SBD/Issue 189/Sports Media

Promise Of FSN Extension, ESPN Stability Helps Big 12 Stay Intact

ESPN Not Asking To Reopen Big 12 TV Deal
Despite Departure Of Colorado, Nebraska

The Big 12 was able to stay intact thanks to the promise of an extended media deal from FSN and assurances from ESPN that it would not demand a lower rights fee with two fewer teams. No FSN deal has been signed, and nothing is expected for several weeks at the earliest. But sources say FSN has told Big 12 officials that it would increase its annual payout to as much as $130-$140M per year. It currently pays $19.5M per year for the cable TV rights, a deal that ends following the '11-12 season. As part of its proposed deal, FSN has asked to take control of the conference's third-tier rights that are currently controlled by rights holders IMG, ISP and Learfield, sources said. These rights include radio, local media, third-tier TV rights, corporate sponsorships, and in-stadium and arena signage. It is not known when these rights will be available. Another important component to the Big 12's decision involves ESPN. Big 12 schools were concerned that ESPN would demand a lower license fee, since the conference lost two of its marquee schools -- Colorado and Nebraska. The Big 12 approached ESPN and received assurances that the network would not seek a rebate from its current $60M per year deal that runs through '15-16 (John Ourand, THE DAILY).
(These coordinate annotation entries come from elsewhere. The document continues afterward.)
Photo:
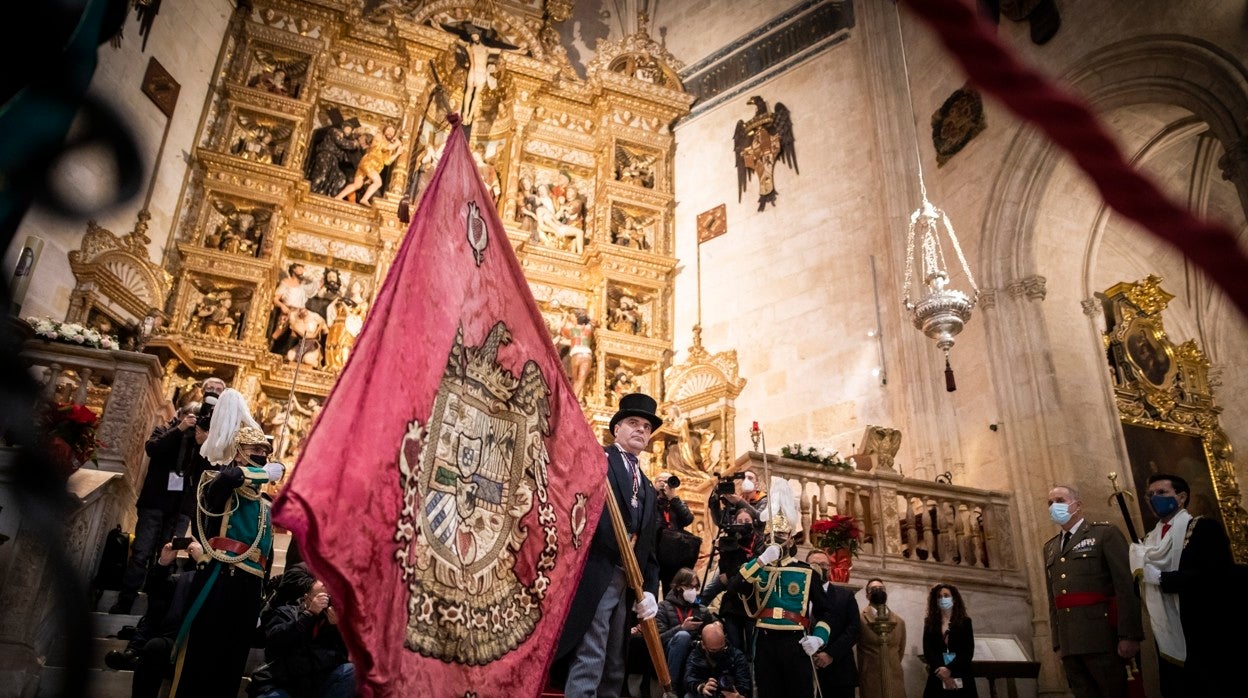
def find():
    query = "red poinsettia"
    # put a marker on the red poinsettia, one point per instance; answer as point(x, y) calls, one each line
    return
point(836, 532)
point(75, 425)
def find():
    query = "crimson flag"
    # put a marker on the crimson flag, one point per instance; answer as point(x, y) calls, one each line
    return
point(451, 486)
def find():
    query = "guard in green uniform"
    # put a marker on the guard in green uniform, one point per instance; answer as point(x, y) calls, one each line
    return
point(237, 536)
point(791, 616)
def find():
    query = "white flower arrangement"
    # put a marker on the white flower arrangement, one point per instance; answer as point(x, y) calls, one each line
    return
point(71, 334)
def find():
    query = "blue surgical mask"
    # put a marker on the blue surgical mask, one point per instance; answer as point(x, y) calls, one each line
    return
point(1060, 512)
point(1163, 505)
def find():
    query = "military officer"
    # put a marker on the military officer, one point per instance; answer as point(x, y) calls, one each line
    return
point(793, 614)
point(236, 533)
point(1092, 608)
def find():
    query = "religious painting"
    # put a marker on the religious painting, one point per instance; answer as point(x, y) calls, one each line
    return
point(1148, 355)
point(634, 227)
point(1153, 451)
point(287, 418)
point(711, 224)
point(216, 307)
point(959, 120)
point(635, 166)
point(237, 226)
point(552, 206)
point(760, 142)
point(318, 310)
point(692, 445)
point(260, 137)
point(335, 150)
point(276, 71)
point(624, 376)
point(160, 88)
point(630, 310)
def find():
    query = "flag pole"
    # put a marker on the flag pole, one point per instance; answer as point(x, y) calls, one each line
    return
point(633, 576)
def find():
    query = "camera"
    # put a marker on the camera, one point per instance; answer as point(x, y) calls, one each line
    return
point(726, 485)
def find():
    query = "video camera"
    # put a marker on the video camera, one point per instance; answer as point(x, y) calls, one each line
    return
point(726, 485)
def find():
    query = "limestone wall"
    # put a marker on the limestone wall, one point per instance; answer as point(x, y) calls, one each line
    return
point(185, 39)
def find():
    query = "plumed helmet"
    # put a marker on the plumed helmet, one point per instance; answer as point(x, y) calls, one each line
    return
point(251, 436)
PROTECTING WHAT'S YOURS: In Ft. Worth, Jimmy Burch cites sources as indicating that the new Fox deal will "last for 18 years -- well beyond the typical stretch for a TV rights deal" (FT. WORTH STAR-TELEGRAM, 6/15). In Dallas, Chuck Carlton cites sources as saying that FSN and ESPN "reacted with concern to Pac-10 plans to add major schools in Texas and Oklahoma and place them on a conference TV network" (DALLAS MORNING NEWS, 6/15). USA TODAY's Carey & Berkowitz report Big 12 Commissioner Dan Beebe was "apparently able to save his league by convincing members that a 10-school conference could be just as financially lucrative, if not more so, to the institutions as a 16-team Pac-10 would be." Sports media consultant John Mansell believes that Big 12 schools "could see those projections being reached because of ESPN/ABC's and/or Fox's desire to not have to compete with a Big 12 Network." In addition, Texas is "exploring launching its own television network" with the help of multimedia rights partner IMG College. Navigate Marketing President A.J. Maestas said, "IMG is ready to move on a network." Maestas said projections that UT, Texas A&M and Oklahoma could earn $20M annually are "too high, just not realistic" (USA TODAY, 6/15). 
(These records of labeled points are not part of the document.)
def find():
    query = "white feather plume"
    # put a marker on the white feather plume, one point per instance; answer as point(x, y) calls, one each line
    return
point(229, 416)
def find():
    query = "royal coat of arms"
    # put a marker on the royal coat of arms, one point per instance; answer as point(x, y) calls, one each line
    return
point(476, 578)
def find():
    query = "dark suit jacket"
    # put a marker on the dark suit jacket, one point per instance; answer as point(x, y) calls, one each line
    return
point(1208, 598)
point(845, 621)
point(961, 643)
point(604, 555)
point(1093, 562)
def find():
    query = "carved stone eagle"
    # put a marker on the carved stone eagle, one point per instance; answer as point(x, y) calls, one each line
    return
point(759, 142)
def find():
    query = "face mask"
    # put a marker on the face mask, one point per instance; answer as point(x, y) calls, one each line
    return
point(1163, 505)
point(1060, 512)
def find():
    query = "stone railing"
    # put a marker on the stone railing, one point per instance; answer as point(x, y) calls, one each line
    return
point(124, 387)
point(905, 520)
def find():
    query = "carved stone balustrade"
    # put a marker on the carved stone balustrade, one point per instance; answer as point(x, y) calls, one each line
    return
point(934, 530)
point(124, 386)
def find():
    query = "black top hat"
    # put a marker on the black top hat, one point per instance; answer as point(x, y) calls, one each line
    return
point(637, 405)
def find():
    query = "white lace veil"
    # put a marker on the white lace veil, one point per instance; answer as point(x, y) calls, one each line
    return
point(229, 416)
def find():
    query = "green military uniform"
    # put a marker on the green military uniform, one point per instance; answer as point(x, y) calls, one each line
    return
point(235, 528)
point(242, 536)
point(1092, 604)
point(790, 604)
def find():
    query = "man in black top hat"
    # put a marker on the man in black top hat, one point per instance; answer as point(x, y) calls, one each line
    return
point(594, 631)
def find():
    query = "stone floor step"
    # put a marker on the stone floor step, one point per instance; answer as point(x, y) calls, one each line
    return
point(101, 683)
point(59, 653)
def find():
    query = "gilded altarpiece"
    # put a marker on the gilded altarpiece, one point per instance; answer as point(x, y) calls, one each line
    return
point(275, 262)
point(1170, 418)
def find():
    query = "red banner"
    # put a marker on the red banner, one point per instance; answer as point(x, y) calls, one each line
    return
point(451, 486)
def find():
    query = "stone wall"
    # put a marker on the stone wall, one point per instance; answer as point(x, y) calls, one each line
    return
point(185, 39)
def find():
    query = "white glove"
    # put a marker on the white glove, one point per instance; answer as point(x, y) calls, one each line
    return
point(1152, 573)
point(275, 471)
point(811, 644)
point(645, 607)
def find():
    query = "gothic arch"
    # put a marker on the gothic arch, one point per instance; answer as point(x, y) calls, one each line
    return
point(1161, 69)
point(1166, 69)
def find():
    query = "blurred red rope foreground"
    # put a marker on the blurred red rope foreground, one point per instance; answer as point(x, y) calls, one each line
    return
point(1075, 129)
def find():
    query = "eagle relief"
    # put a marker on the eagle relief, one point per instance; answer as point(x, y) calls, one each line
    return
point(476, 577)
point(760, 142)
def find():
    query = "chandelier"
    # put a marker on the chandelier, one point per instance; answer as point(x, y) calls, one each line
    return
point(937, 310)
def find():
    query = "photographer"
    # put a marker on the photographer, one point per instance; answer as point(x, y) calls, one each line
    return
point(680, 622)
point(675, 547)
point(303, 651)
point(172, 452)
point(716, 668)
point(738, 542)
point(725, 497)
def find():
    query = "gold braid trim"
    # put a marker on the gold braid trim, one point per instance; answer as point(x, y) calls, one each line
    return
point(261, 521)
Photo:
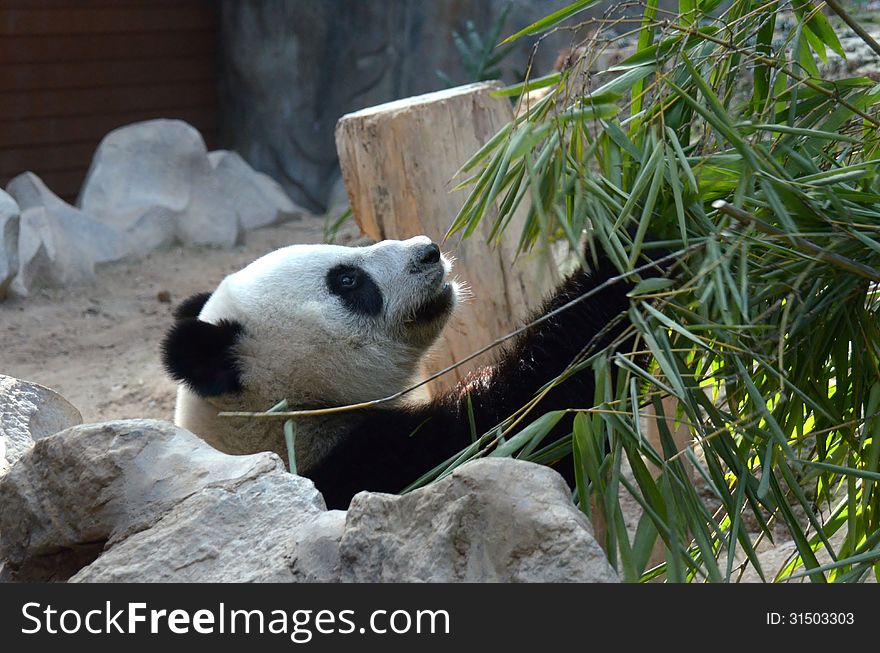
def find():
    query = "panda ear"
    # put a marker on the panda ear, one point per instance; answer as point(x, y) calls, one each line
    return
point(192, 306)
point(202, 355)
DEFENDING HIS TURF: SI.com's Andy Staples reports Beebe on June 1 sent an e-mail to presidents of the Big 12's member schools, predicting that a "network would pay more to televise Big 12 football games." Beebe in a white paper attached in the e-mail said, "Conversations with Fox indicate their bullishness about competing in the future for our rights, and they have already made overtures about their willingness to pay exponentially higher rights fees than those in our current agreements. A primary driver of higher rights fees are competitors for the rights and all information is that there are more serious bidders about to enter the marketplace." He also warned that the move to "superconferences in a blatant cash-grab would have invited 'more governmental, legal and public scrutiny' and could have resulted in athletic programs losing their tax-exempt status and possibly the payment of athletes for their services" (SI.com, 6/15).